Biol Psychiatry. 2025 Jul 9:S0006-3223(25)01308-3. doi: 10.1016/j.biopsych.2025.07.003. Online ahead of print.
ABSTRACT
BACKGROUND: Early recovery of functioning is critical for favorable outcomes in psychotic and affective disorders. Transdiagnostic brain activity patterns may capture pathways for poor outcomes before clinical manifestation, supporting timely prevention and intervention.
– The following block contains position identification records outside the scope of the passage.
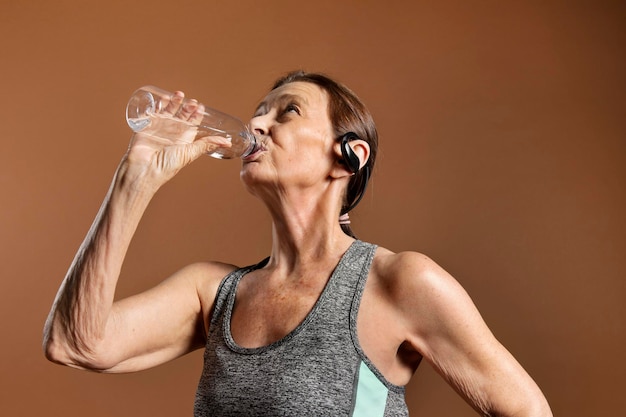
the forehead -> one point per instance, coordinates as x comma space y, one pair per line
304, 93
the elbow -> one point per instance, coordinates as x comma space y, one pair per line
62, 352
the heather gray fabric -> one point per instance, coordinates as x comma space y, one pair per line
319, 369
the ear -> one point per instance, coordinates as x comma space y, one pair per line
352, 154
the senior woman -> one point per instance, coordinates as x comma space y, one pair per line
326, 325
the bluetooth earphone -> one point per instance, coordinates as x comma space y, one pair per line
352, 161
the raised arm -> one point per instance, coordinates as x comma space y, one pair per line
86, 328
447, 330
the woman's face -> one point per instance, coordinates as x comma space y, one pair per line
294, 122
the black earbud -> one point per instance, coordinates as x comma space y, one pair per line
353, 163
350, 158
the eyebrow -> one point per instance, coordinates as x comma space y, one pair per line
286, 97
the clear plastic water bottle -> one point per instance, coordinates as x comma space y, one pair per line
146, 105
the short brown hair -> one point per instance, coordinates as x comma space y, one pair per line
347, 114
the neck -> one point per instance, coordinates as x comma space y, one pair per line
305, 232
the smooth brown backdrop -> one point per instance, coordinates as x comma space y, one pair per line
503, 157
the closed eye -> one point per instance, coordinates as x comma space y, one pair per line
291, 108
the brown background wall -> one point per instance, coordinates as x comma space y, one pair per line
503, 157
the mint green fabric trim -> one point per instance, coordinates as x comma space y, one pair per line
371, 394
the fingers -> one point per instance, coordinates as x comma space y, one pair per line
188, 110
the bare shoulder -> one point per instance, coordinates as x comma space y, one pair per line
205, 277
418, 286
410, 270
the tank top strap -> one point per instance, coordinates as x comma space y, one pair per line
228, 285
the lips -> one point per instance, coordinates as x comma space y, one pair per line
254, 155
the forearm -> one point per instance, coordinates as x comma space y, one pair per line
81, 314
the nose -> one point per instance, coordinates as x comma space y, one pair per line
260, 125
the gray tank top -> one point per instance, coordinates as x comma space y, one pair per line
319, 369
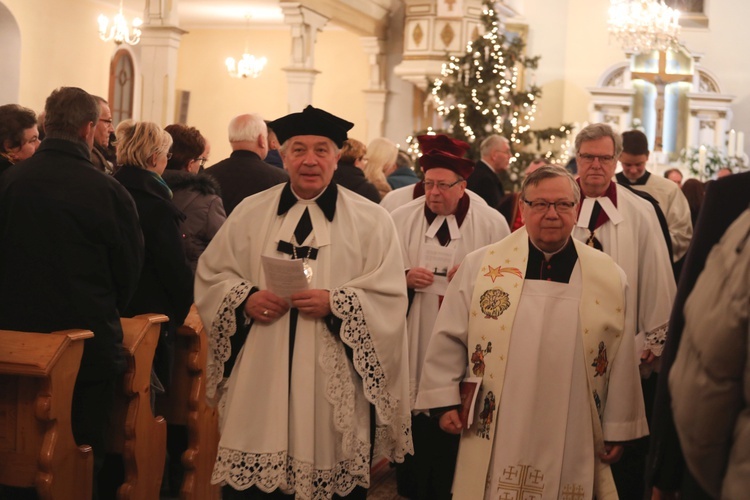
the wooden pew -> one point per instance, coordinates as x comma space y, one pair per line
135, 433
185, 404
37, 449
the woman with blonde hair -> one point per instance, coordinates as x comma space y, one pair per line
166, 282
350, 173
380, 161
METHODS: Using machine learning, we evaluated the transdiagnostic prognostic value of resting-state fMRI fractional amplitude of low-frequency fluctuations (fALFF, slow-5 and slow-4 sub-bands) for functional outcomes in patients at clinical high-risk for psychosis (n=217) or with recent-onset depression (n=198) from the multi-site PRONIA study. Leave-site-out cross-validation assessed geographic generalizability of models across disability and symptoms domains, with outcomes defined as ‘snapshots’ at 9- or 18-month follow-up or across both timepoints. We examined diagnosis-specific performance, generalization to recent-onset psychosis (ROP, n=140), and negative symptoms, and the added value of fALFF over clinical prognostication.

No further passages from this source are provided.